The role of apolipoprotein C3 in the regulation of nonalcoholic fatty liver disease, glucose and lipid metabolism, and islet β cell function.
- Author:
Shan YAN
1
;
Zhi-Yong DING
2
;
Yuan GAO
3
;
Wang-Jia MAO
1
;
Xiao-Yun CHENG
1
Author Information
1. Department of Endocrinology and Metabolism, Tenth People's Hospital of Tongji University, Shanghai 200072, China.
2. Department of Endocrinology and Metabolism, Chongming Branch, Tenth People's Hospital of Tongji University, Shanghai 202157, China.
3. School of Medicine, Tongji University, Shanghai 200092, China.

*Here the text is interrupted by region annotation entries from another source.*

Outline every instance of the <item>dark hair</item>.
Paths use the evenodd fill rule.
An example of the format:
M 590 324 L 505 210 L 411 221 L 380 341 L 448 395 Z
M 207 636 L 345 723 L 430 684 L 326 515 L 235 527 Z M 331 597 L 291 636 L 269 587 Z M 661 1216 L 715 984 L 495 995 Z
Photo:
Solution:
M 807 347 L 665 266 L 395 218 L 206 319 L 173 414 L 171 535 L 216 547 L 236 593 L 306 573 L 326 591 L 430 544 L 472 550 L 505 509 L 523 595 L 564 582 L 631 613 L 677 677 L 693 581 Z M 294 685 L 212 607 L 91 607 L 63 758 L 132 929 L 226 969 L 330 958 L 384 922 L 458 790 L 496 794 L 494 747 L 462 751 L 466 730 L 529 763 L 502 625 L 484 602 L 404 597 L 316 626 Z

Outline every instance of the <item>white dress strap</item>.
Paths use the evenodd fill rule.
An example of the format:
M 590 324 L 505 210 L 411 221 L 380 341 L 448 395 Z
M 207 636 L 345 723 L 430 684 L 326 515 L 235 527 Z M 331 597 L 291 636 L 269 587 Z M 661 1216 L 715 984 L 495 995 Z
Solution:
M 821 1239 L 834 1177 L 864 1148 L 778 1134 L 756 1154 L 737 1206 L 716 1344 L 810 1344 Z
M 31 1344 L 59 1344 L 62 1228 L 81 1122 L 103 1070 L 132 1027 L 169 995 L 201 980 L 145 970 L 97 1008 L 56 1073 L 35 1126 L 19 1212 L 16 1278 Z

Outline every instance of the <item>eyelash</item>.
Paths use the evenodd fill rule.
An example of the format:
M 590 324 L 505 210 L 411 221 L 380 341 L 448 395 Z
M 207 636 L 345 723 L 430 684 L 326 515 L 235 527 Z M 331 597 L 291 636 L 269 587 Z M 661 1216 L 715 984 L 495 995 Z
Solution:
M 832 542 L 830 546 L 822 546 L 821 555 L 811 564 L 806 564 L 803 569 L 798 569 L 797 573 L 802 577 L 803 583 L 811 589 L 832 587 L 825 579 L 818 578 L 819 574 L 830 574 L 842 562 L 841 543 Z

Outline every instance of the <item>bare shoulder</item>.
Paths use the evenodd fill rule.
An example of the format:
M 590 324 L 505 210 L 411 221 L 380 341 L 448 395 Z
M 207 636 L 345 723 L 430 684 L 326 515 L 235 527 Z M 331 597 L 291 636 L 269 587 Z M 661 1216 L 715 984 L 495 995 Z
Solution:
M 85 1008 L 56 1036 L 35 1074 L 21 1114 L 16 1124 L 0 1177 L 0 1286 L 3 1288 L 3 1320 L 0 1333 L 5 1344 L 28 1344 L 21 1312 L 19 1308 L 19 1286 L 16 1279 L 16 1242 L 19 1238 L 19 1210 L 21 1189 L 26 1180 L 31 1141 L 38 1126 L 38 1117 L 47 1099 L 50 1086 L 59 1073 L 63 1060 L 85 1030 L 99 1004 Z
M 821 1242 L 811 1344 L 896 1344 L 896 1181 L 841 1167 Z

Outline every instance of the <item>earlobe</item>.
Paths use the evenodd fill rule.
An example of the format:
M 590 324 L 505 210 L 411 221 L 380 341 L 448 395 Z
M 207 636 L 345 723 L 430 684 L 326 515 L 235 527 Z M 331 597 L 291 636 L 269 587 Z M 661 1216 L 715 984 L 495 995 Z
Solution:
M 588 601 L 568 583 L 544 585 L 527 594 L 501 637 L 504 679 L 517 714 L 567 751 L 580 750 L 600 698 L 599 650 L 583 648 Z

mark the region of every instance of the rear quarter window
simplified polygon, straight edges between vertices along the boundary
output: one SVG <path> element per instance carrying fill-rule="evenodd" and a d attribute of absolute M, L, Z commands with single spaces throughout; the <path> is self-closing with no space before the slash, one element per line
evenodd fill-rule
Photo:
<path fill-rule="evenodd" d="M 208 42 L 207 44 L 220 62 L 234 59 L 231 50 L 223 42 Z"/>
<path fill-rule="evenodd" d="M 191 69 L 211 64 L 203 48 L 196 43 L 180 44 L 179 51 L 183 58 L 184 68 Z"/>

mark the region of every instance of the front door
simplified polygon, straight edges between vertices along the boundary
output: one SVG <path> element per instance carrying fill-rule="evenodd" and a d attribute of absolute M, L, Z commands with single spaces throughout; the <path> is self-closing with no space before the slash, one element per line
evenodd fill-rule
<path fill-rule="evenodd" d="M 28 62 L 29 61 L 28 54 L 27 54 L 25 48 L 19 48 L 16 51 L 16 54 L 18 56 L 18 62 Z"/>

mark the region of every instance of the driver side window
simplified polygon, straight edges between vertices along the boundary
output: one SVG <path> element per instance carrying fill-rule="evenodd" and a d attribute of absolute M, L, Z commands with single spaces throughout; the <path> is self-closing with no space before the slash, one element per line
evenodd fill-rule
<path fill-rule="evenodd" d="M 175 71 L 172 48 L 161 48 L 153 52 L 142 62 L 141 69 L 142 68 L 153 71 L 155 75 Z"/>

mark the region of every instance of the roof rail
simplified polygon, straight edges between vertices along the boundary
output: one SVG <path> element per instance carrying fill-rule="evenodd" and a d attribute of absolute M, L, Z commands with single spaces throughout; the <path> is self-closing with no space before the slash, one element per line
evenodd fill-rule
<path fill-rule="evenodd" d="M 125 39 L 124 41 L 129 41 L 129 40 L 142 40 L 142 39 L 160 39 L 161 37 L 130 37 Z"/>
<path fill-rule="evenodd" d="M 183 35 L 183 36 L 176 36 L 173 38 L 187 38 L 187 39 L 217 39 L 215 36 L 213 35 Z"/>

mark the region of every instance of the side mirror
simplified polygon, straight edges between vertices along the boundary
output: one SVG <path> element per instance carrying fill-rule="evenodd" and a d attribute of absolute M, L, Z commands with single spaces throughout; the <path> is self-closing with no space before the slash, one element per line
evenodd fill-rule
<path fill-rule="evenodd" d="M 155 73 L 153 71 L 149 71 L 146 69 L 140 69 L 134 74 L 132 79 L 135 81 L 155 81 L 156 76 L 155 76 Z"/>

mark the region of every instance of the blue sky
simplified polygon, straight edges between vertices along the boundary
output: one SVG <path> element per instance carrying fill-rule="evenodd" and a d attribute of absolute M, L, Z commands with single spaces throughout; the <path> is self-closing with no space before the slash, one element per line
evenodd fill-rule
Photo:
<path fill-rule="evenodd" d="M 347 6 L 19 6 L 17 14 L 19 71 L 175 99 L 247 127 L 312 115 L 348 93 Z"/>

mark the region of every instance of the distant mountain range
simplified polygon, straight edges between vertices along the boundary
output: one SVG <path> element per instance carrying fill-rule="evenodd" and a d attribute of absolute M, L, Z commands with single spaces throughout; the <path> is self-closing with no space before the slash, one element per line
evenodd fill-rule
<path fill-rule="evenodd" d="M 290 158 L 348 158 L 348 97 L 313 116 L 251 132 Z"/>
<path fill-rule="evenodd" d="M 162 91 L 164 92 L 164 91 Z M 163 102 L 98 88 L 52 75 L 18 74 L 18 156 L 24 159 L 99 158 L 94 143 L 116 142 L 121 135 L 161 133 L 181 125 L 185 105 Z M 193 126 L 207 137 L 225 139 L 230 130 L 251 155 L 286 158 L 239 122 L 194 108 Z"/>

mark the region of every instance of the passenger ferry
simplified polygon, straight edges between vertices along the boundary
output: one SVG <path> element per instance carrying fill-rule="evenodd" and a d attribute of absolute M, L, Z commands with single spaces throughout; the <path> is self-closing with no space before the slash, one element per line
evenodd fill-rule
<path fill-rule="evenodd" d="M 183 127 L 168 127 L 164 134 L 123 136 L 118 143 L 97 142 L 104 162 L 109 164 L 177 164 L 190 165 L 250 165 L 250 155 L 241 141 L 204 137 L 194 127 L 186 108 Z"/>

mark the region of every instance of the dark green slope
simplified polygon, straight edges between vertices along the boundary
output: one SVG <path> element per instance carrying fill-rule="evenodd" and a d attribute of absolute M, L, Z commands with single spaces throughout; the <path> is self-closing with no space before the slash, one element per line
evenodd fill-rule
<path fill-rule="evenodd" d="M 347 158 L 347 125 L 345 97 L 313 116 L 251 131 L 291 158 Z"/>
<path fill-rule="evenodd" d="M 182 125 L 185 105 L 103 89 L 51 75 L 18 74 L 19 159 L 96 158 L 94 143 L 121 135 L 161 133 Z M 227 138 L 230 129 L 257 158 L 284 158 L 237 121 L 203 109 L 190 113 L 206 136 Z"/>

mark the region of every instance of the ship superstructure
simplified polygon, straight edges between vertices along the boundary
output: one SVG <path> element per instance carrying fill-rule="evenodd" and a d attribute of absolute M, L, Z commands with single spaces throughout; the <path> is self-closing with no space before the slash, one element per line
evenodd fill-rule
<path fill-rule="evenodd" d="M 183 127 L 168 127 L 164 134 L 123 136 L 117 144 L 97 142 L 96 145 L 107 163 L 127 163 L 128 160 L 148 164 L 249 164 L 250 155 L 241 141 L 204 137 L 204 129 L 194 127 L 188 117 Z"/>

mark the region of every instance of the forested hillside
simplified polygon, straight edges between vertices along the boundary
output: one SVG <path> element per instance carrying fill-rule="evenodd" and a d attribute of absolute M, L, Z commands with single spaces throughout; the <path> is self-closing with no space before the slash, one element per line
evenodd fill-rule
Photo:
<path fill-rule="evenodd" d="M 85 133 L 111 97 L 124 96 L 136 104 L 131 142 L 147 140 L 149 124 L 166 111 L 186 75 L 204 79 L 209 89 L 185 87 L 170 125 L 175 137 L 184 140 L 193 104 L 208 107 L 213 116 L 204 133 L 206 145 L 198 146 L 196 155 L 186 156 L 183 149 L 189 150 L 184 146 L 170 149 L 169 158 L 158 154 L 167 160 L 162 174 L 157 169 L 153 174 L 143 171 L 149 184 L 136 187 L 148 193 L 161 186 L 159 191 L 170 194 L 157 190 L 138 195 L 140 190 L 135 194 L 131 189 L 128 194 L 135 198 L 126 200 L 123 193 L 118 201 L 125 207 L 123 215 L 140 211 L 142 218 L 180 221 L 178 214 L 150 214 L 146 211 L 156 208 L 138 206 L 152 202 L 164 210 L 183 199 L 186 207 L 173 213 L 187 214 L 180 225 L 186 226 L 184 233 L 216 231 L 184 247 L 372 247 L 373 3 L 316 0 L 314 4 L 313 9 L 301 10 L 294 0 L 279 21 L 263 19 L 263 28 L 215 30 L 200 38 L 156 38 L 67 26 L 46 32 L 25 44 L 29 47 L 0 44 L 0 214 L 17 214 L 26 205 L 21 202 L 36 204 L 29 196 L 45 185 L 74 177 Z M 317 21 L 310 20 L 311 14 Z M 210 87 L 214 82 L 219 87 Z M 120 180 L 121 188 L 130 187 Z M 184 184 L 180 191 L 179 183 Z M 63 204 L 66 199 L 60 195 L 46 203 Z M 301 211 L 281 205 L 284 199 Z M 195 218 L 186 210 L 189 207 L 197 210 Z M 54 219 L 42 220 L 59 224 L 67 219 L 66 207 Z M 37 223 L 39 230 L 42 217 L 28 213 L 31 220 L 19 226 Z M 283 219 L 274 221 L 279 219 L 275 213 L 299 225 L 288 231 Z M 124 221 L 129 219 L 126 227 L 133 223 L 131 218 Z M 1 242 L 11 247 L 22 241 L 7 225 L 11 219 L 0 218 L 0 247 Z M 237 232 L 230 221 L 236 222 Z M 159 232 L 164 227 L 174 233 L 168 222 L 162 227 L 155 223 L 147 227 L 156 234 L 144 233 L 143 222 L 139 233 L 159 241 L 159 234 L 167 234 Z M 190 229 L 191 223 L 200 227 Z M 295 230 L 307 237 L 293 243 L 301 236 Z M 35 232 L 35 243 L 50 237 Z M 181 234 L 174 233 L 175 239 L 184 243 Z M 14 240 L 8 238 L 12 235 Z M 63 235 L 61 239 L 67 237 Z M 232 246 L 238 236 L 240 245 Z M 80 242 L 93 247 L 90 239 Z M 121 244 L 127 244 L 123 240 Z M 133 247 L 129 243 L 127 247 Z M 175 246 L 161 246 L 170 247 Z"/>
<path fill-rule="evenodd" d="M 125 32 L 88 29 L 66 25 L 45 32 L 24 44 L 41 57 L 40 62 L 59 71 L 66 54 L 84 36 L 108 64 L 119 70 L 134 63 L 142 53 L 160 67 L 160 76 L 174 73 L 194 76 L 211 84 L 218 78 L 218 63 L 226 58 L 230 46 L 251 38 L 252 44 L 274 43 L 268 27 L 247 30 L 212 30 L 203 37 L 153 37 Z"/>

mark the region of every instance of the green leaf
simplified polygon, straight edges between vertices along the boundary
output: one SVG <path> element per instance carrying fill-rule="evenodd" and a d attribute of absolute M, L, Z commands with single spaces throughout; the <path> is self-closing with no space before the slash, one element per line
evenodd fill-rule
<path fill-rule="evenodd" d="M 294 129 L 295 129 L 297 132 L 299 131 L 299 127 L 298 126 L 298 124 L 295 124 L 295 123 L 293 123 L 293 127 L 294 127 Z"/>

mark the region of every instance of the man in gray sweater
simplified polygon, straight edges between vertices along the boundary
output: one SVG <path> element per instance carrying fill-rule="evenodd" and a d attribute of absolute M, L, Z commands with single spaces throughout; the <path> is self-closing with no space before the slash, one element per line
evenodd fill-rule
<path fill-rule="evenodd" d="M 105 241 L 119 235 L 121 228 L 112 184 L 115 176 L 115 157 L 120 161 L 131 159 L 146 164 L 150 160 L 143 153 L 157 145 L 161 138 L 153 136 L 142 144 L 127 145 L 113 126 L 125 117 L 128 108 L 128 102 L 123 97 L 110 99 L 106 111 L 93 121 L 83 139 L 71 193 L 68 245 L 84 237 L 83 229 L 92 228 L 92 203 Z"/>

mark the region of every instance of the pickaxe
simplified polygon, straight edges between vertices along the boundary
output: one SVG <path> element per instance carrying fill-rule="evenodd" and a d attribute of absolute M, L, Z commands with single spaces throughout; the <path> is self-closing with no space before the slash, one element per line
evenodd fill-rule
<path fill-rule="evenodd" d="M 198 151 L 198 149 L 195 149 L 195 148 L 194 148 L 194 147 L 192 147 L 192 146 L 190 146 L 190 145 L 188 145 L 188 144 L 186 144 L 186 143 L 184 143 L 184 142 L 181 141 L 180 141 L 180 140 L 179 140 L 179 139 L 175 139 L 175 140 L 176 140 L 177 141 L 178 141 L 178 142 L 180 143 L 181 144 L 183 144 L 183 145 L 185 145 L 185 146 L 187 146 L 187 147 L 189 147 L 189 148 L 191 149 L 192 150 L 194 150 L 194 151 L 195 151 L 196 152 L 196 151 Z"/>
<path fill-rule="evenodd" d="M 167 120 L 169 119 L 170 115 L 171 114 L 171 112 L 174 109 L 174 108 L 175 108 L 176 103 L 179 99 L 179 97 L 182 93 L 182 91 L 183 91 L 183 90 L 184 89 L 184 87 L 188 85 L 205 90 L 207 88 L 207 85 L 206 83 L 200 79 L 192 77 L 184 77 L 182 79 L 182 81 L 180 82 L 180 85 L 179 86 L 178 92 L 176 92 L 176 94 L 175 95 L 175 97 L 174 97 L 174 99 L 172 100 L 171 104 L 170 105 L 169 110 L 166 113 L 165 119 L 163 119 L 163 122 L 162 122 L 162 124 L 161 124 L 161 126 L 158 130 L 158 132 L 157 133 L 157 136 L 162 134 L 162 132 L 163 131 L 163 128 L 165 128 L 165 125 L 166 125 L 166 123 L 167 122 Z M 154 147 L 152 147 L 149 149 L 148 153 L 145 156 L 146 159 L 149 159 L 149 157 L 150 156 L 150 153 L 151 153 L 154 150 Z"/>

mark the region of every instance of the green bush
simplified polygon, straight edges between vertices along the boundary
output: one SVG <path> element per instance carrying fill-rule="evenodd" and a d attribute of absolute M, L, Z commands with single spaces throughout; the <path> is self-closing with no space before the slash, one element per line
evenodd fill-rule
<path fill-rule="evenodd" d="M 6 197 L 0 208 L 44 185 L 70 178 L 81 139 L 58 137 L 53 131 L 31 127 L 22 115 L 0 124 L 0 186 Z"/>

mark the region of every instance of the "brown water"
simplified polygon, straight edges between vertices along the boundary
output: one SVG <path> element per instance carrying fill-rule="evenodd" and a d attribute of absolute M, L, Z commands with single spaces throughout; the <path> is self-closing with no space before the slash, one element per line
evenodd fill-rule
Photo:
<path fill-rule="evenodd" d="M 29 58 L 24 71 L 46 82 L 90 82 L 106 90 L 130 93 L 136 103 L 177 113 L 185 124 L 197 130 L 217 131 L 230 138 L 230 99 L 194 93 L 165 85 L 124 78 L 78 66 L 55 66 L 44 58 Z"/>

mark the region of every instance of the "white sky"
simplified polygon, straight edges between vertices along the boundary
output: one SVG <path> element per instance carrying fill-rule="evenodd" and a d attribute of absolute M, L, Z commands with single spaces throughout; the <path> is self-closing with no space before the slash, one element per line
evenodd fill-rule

- Publication Type:Journal Article
- MeSH:
Apolipoprotein C-III/genetics*;
Non-alcoholic Fatty Liver Disease/pathology*;
Glucose/metabolism*;
Lipid Metabolism;
Humans;
Animals;
Hypertriglyceridemia/metabolism*;
Islets of Langerhans/metabolism*
- From:
Acta Physiologica Sinica
2023;75(6):767-778
- CountryChina
- Language:Chinese
-
Abstract:
As a member of the apolipoprotein C (ApoC) family with a relatively high content, ApoC3 plays a major role in the regulation of triglyceride metabolism, and plays an important role in the occurrence and development of cardiovascular diseases, glucose and lipid metabolism disorders. Nonalcoholic fatty liver disease (NAFLD) refers to the accumulation of a large amount of fat in the liver in the absence of a history of chronic alcohol consumption or other damage to the liver. A large number of previous studies have shown that there is a correlation between the gene polymorphism and high expression of ApoC3 and NAFLD. In the context of hypertriglyceridemia (HTG), this article reviews the relationship between ApoC3 and NAFLD, glucose and lipid metabolism, and islet β cell function, showing that ApoC3 can not only inhibit lipoprotein lipase (LPL) and hepatic lipase (HL) activity, delay the decomposition of triglyceride in plasma to maintain the body's energy metabolism during fasting, but also be significantly increased under insulin resistance, prompting the liver to secrete a large amount of very low-density lipoprotein (VLDL) to induce HTG. Therefore, targeting and inhibiting ApoC3 might become a new approach to treat HTG. Increasing evidence suggests that ApoC3 does not appear to be an independent "contributor" to NAFLD. Similarly, our previous studies have shown that ApoC3 is not an independent factor triggering islet β cell dysfunction in ApoC3 transgenic mice, but in a state of excess nutrition, HTG triggered by ApoC3 high expression may exacerbate the effects of hyperglycemia and insulin resistance on islet β cell function, and the underlying mechanism remains to be further discussed.